3 Min Read
* Investors await Treasury debt auctions
* Bond prices stable after last week's drop
* China's trade balance swings to deficit
By Sam Forgione
NEW YORK, March 10 (Reuters) - U.S. Treasuries prices were roughly unchanged on Monday ahead of U.S. government debt auctions this week that are expected to attract buyers after a drop in benchmark bond prices.
The Treasury will sell $64 billion in new coupon-bearing debt this week, including $30 billion in three-year notes, $21 billion in 10-year notes and $13 billion in 30-year bonds.
"People are taking a breather and waiting to buy into supply," said Justin Hoogendoorn, fixed income strategist at BMO Capital Markets in Chicago.

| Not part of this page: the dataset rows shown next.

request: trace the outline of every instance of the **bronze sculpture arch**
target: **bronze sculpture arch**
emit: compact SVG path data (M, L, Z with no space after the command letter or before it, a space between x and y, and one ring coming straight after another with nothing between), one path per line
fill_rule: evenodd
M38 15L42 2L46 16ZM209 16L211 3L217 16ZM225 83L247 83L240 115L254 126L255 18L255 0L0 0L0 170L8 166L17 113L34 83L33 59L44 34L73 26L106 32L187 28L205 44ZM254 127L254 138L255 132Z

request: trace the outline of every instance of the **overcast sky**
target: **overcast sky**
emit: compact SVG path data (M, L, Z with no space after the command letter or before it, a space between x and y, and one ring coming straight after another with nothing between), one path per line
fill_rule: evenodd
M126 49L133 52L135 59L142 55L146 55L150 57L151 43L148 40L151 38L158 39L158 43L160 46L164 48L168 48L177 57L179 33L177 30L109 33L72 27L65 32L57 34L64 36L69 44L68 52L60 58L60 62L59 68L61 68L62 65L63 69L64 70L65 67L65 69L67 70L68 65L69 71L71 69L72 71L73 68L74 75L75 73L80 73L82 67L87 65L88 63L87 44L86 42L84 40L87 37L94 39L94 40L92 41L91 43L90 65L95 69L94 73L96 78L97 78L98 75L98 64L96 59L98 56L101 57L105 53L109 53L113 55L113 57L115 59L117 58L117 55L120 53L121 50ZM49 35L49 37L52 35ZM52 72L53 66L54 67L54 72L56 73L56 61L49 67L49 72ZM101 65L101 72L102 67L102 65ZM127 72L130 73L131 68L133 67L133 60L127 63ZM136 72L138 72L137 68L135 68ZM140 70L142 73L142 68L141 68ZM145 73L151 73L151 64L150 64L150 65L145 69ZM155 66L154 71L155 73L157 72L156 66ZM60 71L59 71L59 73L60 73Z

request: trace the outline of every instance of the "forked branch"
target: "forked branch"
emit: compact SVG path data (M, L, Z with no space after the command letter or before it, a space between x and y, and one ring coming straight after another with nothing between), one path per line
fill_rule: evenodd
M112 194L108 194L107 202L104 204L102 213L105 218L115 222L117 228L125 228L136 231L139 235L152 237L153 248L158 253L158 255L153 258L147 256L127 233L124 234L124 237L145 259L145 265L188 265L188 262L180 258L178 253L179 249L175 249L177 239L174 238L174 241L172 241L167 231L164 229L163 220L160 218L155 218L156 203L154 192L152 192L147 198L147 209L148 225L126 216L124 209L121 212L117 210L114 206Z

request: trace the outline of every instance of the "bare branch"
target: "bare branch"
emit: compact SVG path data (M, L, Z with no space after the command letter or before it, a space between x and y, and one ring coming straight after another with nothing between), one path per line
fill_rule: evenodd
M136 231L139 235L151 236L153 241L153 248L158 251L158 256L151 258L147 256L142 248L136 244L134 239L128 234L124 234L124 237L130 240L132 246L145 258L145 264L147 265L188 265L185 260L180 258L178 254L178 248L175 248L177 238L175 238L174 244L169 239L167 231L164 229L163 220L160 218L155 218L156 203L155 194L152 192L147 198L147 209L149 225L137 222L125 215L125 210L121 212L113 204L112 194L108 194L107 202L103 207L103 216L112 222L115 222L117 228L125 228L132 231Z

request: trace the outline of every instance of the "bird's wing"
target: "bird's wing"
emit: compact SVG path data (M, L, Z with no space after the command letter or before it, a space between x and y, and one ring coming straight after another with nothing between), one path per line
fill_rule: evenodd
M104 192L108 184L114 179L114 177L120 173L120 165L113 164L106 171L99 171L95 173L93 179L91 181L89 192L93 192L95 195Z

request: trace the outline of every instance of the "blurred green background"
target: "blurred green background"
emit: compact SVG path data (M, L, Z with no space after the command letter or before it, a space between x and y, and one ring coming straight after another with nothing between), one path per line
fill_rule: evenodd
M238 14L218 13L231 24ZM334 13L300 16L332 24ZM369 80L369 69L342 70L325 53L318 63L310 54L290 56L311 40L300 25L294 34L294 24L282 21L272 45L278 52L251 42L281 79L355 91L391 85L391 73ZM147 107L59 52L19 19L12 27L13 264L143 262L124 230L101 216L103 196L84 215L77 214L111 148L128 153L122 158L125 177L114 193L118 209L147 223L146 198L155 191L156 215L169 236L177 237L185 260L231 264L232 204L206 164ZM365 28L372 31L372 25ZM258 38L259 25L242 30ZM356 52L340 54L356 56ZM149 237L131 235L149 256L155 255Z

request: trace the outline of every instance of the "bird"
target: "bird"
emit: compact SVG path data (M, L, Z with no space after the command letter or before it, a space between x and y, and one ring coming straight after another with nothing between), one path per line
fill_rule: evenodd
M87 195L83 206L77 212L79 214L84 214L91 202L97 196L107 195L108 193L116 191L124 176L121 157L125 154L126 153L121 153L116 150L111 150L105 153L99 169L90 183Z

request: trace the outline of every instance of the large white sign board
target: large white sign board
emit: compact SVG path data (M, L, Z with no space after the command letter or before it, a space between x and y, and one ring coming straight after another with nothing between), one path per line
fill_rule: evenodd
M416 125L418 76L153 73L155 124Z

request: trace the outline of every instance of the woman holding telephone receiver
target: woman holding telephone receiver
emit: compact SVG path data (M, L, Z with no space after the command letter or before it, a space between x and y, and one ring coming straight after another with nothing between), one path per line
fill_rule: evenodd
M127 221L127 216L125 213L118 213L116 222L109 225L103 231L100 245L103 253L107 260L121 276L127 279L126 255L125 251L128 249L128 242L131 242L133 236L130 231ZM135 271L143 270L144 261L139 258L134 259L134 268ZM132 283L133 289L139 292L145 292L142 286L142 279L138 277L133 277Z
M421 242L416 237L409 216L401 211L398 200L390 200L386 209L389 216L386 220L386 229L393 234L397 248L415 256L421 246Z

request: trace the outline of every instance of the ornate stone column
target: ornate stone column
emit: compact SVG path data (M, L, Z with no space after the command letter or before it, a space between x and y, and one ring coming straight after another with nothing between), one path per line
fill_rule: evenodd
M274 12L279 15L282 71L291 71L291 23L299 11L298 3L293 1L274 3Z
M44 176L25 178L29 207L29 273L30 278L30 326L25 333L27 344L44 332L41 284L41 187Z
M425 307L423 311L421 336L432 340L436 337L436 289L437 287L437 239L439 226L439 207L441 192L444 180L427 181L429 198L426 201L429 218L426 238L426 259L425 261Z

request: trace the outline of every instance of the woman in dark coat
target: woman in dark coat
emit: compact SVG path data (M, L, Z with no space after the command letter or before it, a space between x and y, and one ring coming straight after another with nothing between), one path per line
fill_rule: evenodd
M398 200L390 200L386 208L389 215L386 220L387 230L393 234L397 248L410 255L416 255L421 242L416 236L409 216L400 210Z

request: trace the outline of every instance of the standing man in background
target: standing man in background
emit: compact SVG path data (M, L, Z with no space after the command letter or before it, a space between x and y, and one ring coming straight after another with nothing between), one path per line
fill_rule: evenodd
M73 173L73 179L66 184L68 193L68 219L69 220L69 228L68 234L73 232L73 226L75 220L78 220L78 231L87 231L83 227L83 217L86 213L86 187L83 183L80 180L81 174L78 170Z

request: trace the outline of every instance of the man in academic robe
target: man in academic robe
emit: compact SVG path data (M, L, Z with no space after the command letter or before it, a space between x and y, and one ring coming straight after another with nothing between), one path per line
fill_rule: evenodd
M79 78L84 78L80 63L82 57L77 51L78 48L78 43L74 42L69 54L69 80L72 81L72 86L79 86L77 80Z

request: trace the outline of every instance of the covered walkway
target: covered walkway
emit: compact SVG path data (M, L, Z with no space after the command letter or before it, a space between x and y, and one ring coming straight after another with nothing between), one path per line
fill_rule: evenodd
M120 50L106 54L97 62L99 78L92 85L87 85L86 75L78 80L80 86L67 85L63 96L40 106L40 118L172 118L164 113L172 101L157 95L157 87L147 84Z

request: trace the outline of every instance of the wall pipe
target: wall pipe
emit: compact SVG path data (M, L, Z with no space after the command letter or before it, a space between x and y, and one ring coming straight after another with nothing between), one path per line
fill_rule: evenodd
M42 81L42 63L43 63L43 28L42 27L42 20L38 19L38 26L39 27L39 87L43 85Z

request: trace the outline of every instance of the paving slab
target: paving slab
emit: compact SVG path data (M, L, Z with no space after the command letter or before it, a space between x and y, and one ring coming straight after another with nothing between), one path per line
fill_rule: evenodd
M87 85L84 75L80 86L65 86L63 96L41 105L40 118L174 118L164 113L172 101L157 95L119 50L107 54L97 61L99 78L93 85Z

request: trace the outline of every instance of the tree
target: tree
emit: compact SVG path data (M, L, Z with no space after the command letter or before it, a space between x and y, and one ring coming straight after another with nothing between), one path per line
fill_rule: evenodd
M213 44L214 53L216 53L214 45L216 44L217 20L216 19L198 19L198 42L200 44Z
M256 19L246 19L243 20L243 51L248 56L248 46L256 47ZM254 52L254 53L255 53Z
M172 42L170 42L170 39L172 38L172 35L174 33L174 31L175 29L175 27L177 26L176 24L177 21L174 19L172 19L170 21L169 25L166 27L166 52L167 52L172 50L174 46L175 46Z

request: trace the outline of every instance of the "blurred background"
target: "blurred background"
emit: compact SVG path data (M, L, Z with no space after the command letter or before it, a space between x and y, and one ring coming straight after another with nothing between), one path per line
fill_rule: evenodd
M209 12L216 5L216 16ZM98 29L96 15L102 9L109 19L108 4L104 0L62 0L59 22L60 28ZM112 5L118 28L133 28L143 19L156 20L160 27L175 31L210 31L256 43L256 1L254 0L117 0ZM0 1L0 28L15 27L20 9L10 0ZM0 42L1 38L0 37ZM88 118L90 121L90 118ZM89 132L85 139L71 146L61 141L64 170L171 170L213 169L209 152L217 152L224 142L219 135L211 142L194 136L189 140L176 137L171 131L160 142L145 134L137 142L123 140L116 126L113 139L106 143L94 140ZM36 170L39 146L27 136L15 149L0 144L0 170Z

Hoogendoorn said the auctions should do "pretty well" given reduced prices on benchmark bonds. The yield on the benchmark 10-year U.S. Treasury note rose 18 basis points to 2.79 percent last week. Bond yields move inversely to their prices.
The yield on the 10-year Treasury hit 2.82 percent on Friday, marking its highest level in six weeks after a calming of geopolitical tensions in Russia and Ukraine and stronger-than-expected U.S. jobs data spurred selling of the safe-haven bonds.
Prices on benchmark 10-year U.S. Treasuries were last up 3/32 to yield 2.78 percent. That yield was down just slightly from last Friday, when the 10-year yield traded at 2.79 percent.
Traders said the slight gain in benchmark Treasuries came after data on Saturday showed China's exports unexpectedly tumbled 18 percent year-on-year in February, swinging the trade balance into deficit and adding to fears of a slowdown in the world's No. 2 economy.
The upcoming debt auctions limited the gains in Treasuries prices, however, said Lou Brien, market strategist at DRW Trading in Chicago. He said that the ongoing tensions between Russia and Ukraine could still drive benchmark bond prices higher this week.
In Crimea, unidentified armed men fired in the air as they moved into a Ukrainian naval post on Monday in the latest confrontation since Russian military groups seized control of the Black Sea peninsula.
Russia said the United States had spurned an invitation to hold new talks on resolving the crisis.
"There's enough trepidation about what's going on in the Ukraine that you're going to see a bid in Treasuries," Brien of DRW Trading said.
On Wall Street, the benchmark Standard & Poor's 500 stock index pared earlier losses to trade down just 0.05 percent. The weak Chinese economic data and lingering concerns over Russia and Ukraine hurt global stocks.
The U.S. Federal Reserve bought $2.47 billion in U.S. Treasuries maturing between May 2022 and Nov. 2023 on Monday, but the purchases had little effect on Treasuries prices.
The 30-year Treasury bond last traded up 1/32 in price to yield 3.72 percent, roughly unchanged from Friday.